Faits divers

Koumassi Campement : à la veille de la rentrée, la course contre la montre pour libérer les écoles

Par ESSOH EmmanuelLe mercredi 16 septembre 2026 à 15:22
Koumassi Campement : à la veille de la rentrée, la course contre la montre pour libérer les écoles

À Koumassi, la mairie et des leaders religieux mènent une campagne de sensibilisation auprès des dernières familles déguerpies encore réfugiées dans les salles de classe du Groupe scolaire BAD-LONACI. Objectif : libérer les lieux et permettre une reprise des cours dans de bonnes conditions dès ce lundi 14 septembre 2026

À Koumassi, l'heure n'est plus aux appels au calme mais à l'action de terrain. Alors que les élèves doivent reprendre le chemin de l'école ce lundi 14 septembre 2026, la mairie et des figures religieuses multiplient les visites auprès des dernières familles sinistrées encore installées dans les classes du Groupe scolaire BAD-LONACI, afin de les convaincre de partir avant la rentrée.

Trois mois d'attente dans les salles de classe

Tout remonte au 3 juin 2026, jour où une opération de déguerpissement a rasé les habitations du quartier Houphouët-Boigny, plus connu sous le nom de « Campement ». Menée dans le cadre de l'exécution d'une décision de justice au bénéfice d'un opérateur économique, cette démolition a laissé des dizaines de familles sans toit du jour au lendemain. Beaucoup se sont repliées dans l'enceinte de l'école la plus proche, transformant du jour au lendemain préaux et salles de classe en abris de fortune.

Trois mois plus tard, une partie de ces familles s'y trouvait toujours. À quelques jours de la rentrée, on comptait encore des dizaines de personnes — en grande majorité des femmes et des enfants — vivant au milieu de matelas, de bâches et d'ustensiles de cuisine, dans des locaux censés accueillir des élèves.
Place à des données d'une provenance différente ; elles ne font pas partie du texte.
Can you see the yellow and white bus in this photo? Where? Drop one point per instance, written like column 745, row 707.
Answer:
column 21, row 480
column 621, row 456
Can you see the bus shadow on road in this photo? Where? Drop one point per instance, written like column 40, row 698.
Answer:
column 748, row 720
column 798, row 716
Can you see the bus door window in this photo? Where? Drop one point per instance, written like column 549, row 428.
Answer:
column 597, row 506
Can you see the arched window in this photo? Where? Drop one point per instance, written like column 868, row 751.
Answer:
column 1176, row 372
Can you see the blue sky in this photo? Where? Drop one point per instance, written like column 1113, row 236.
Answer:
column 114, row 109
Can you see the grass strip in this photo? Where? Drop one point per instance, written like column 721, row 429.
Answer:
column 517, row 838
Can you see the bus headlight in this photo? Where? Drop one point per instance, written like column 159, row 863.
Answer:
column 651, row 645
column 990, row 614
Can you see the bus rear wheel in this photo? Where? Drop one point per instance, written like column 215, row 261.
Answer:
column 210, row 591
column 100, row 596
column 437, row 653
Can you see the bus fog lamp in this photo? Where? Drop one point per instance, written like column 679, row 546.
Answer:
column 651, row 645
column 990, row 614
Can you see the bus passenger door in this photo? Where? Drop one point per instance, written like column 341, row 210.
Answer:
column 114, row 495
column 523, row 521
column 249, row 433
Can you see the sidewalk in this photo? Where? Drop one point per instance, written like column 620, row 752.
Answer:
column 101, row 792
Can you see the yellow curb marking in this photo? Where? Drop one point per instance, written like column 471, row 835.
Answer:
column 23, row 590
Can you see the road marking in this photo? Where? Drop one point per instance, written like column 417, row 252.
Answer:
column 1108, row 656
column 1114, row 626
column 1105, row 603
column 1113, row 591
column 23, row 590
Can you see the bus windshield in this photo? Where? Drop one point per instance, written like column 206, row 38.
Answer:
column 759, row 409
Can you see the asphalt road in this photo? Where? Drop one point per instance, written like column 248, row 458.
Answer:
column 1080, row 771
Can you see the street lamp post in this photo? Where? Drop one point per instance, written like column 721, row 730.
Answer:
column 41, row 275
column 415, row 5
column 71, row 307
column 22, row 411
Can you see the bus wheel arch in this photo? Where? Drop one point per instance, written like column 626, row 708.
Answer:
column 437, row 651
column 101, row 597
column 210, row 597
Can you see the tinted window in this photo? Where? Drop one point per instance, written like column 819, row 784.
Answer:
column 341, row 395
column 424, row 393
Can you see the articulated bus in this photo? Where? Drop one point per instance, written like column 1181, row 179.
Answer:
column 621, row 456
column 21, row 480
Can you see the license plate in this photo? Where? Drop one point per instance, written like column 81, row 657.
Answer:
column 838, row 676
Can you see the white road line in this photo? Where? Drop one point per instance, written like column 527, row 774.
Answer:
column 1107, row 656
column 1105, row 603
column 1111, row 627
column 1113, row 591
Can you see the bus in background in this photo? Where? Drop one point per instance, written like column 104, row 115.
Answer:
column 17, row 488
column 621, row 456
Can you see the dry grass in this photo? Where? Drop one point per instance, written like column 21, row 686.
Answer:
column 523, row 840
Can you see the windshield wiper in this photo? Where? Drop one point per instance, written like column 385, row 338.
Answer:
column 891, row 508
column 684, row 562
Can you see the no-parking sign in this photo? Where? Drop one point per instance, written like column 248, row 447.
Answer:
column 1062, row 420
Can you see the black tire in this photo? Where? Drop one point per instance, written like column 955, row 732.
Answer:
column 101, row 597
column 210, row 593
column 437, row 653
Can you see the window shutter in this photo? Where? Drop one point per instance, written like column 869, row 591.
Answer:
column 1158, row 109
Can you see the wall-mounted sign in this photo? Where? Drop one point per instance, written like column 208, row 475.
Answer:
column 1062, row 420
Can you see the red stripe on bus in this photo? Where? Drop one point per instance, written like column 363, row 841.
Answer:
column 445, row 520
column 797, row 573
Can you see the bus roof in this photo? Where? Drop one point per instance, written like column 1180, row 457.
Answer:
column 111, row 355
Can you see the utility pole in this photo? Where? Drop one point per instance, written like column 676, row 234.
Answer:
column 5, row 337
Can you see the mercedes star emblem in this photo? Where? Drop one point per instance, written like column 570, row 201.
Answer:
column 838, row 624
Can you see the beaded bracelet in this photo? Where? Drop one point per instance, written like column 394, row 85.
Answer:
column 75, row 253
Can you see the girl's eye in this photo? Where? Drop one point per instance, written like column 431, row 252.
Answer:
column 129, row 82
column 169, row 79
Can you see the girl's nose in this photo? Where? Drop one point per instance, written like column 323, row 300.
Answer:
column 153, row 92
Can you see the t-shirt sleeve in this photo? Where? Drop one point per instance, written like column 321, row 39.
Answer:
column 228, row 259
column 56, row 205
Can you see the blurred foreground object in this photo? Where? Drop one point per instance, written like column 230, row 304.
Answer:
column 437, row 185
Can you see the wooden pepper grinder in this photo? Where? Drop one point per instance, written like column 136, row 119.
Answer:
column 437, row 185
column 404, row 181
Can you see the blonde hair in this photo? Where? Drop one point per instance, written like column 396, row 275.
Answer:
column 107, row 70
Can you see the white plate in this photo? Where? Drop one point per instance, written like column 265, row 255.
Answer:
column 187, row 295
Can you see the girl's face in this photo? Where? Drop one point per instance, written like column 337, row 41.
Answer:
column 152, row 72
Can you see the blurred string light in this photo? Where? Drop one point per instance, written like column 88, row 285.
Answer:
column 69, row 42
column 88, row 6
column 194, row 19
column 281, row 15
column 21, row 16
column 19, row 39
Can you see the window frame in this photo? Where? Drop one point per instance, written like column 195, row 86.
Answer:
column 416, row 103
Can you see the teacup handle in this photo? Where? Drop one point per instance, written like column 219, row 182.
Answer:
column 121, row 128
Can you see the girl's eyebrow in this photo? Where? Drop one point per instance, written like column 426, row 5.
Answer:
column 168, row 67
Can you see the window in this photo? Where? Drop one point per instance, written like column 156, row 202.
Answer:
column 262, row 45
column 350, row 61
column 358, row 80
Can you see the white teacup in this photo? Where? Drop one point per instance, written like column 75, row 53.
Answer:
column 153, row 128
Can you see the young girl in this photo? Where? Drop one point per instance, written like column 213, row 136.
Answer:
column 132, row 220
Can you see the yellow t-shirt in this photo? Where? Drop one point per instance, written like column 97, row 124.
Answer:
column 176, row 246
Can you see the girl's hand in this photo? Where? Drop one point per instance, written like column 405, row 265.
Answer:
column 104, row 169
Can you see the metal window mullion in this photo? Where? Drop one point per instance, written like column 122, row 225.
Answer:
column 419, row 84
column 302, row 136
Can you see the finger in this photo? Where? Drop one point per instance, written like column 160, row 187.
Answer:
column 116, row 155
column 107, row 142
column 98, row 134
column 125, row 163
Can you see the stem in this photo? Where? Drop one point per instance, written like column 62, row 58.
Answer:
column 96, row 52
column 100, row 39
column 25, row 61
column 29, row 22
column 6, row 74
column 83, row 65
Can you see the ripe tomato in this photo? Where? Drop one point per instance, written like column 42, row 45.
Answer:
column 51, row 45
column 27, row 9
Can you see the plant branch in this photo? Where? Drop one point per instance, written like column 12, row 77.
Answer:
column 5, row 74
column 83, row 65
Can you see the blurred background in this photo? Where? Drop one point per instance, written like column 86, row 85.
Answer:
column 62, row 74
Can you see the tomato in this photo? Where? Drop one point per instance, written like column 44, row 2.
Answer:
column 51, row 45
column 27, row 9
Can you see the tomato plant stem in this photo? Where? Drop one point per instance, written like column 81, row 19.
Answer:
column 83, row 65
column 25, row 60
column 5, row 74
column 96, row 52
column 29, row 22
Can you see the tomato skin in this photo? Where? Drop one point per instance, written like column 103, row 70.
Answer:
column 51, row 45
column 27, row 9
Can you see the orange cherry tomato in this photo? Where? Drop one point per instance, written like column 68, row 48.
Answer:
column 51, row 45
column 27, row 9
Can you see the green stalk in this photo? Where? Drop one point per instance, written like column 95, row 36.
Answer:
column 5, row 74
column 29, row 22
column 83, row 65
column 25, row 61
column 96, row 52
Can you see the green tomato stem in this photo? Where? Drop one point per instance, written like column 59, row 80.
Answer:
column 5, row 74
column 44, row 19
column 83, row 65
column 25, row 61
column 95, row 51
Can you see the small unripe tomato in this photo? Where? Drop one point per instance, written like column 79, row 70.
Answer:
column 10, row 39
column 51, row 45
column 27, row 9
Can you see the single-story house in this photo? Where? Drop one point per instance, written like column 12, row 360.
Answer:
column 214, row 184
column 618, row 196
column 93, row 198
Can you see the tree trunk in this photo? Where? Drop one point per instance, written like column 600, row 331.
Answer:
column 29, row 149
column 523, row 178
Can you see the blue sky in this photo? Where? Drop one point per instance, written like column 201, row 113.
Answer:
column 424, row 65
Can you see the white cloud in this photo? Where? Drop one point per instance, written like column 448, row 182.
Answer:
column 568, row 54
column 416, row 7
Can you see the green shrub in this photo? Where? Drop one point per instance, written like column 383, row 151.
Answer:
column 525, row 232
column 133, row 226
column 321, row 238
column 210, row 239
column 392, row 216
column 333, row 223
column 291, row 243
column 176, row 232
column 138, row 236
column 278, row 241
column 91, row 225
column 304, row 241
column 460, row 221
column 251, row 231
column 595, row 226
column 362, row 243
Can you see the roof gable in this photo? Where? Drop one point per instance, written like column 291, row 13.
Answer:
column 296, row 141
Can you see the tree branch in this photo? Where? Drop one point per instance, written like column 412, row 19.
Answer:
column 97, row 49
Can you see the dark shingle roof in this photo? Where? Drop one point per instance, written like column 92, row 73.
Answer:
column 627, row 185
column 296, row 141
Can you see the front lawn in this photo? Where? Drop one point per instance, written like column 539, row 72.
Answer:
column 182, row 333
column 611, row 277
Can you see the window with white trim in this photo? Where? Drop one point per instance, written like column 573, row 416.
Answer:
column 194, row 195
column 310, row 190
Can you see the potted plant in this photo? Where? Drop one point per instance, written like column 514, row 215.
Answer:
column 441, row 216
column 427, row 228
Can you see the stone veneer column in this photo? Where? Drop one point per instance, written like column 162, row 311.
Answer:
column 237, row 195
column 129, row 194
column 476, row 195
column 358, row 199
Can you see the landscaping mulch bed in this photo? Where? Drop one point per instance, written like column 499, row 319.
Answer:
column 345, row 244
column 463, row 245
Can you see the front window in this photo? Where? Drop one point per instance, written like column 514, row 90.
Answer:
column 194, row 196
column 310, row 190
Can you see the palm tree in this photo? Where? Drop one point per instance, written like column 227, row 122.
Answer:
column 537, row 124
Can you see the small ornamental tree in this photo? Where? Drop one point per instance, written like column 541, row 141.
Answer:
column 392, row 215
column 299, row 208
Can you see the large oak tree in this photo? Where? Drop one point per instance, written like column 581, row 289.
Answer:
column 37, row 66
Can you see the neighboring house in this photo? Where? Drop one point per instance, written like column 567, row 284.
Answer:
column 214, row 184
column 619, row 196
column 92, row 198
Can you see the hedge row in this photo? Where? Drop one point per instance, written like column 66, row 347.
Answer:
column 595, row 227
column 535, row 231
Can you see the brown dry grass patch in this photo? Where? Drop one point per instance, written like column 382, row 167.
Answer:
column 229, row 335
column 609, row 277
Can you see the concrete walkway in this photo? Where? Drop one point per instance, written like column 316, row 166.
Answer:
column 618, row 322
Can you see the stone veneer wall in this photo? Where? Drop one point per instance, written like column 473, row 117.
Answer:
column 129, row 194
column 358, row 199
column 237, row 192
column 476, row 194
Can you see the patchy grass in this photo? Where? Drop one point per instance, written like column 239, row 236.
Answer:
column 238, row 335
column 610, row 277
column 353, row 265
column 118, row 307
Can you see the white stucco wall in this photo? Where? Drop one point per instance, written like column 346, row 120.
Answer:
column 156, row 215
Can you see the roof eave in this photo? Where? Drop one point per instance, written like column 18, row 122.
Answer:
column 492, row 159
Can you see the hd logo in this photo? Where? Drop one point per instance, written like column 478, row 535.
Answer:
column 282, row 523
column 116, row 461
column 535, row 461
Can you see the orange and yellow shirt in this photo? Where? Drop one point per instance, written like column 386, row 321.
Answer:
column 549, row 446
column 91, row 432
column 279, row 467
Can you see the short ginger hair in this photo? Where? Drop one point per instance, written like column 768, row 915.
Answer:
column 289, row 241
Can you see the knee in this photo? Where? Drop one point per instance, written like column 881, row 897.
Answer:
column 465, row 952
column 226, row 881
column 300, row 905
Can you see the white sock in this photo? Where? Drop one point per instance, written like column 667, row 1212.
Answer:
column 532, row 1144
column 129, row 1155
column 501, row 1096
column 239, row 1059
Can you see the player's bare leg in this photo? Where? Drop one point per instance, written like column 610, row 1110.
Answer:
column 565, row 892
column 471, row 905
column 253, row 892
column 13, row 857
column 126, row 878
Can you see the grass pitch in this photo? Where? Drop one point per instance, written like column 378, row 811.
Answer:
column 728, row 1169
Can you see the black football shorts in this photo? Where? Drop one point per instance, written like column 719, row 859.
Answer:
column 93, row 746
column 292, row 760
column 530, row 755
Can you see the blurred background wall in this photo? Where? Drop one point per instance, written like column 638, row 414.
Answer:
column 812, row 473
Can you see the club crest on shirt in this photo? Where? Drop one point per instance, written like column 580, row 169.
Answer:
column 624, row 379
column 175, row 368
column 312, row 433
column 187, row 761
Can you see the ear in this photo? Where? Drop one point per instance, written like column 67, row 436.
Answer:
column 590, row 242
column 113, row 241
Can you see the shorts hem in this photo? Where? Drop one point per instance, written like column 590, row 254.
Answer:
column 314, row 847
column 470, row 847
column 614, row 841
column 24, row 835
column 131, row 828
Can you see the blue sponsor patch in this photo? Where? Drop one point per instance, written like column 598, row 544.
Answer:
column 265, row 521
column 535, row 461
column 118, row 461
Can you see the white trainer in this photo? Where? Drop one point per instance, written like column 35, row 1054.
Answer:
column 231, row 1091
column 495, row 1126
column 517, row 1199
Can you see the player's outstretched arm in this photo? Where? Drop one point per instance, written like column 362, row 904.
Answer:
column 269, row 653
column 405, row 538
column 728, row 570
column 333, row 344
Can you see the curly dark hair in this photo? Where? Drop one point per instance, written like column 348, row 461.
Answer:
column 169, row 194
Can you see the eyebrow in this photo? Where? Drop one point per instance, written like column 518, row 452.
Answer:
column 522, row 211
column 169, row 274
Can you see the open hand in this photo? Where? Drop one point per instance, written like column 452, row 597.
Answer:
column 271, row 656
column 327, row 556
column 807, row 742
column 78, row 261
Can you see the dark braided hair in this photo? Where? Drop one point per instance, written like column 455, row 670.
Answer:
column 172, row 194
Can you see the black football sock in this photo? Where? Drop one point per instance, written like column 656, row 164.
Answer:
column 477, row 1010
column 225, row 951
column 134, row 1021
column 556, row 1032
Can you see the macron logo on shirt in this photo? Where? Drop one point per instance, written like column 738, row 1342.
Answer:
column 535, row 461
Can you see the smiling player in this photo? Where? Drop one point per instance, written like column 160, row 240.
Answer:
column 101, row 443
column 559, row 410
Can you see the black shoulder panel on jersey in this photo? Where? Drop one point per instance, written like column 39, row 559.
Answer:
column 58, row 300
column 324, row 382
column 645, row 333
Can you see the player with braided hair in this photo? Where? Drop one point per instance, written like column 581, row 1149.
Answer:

Un décor qui racontait, mieux que n'importe quel discours, la difficulté d'un relogement qui n'est jamais venu.

Une cohabitation devenue intenable

Face à l'imminence de la rentrée, la situation ne pouvait plus durer. Les autorités municipales se retrouvent devant une équation délicate : d'un côté, des enfants qui doivent retrouver leurs bancs et leurs enseignants dans des conditions normales ; de l'autre, des familles qui n'ont, pour beaucoup, toujours pas trouvé où aller. Un mouvement de mécontentement avait d'ailleurs éclaté à la mi-août, lorsque des femmes sinistrées s'étaient rassemblées devant la mairie pour réclamer une aide concrète au relogement, dénonçant des promesses restées sans suite.

C'est dans ce contexte tendu que la mairie de Koumassi a choisi d'associer les leaders religieux du quartier à sa démarche. Plutôt que d'imposer une évacuation par la force, l'idée est de convaincre, famille par famille, en misant sur la voix de figures respectées localement pour faire entendre l'urgence de la situation : les écoles doivent retrouver leur vocation première avant que les cours ne reprennent.

Nettoyer et rouvrir avant lundi

Au-delà du seul départ des familles, c'est toute une remise en état des locaux qui doit suivre. Une fois les lieux libérés, les équipes municipales doivent procéder au nettoyage des salles de classe et des préaux, dans l'espoir de rendre aux élèves un cadre d'apprentissage propre et fonctionnel dès la rentrée de ce lundi.

Ce qu'il faut retenir

Cette campagne de sensibilisation illustre le dilemme social qui accompagne, depuis trois mois, les conséquences du déguerpissement de Koumassi Campement : comment garantir le droit à l'éducation des élèves sans abandonner des familles encore fragilisées, faute d'alternative de logement durable. Une équation que la mobilisation conjointe de la mairie et des chefs religieux tente, dans l'urgence, de résoudre avant la cloche de la rentrée.